Neural nets have many advantages, but here are some disadvantages:
Large number of hyperparameters. This includes network architecture (how many layers, layer size, layer type), activation function for each layer, optimization algorithm, regularization methods, initialization method, and many associated hyperparameters for each of these choices. Hyperparameters can strongly interact with each other to affect performance. Good settings are highly problem dependent, and there typically isn't a clear, obvious choice. Hyperparameters are typically chosen using some combination of intuition/experience, copying past work, manual tweaking, and black box hyperparameter optimization algorithms.
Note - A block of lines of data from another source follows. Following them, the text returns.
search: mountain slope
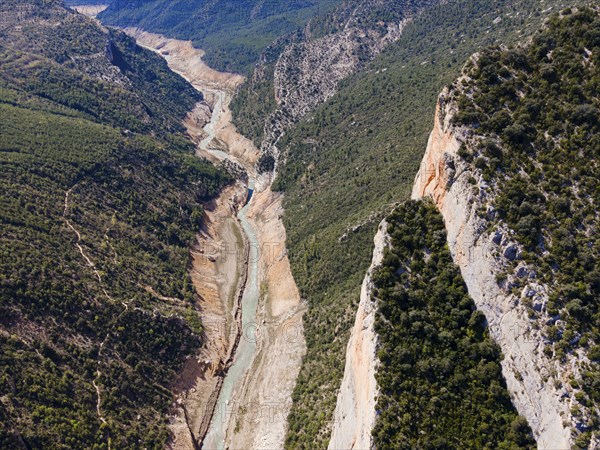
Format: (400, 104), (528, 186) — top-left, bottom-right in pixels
(373, 201), (535, 449)
(240, 0), (584, 448)
(414, 9), (600, 448)
(0, 1), (228, 448)
(99, 0), (341, 73)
Training large neural nets on large problems takes a long time, so tuning the hyperparameters can be very laborious and/or computationally expensive.
Non-convex loss functions. Optimization for neural nets is trickier than for methods with convex loss functions. We don't get the nice guarantees that come with convex optimization. Additionally, we have to deal with issues like local minima and saddle points, which can trap the optimization algorithm at bad solutions. Optimization for neural nets is an active research topic, and much work has gone into trying to mitigate these issues.
Black box model. Neural nets implement complicated, nonlinear functions that are not straightforward to interpret. This is fine if we only care about the output (e.g. prediction in classification and regression problems). It's a disadvantage if we want to understand something about the mapping between input and output. Some methods for peering into the black box do exist.
Little theoretical understanding. Neural nets are less well understood than other methods, from a theory standpoint. Naturally, this isn't an inherent disadvantage of neural nets, but of our current understanding. Hopefully, this will improve with time.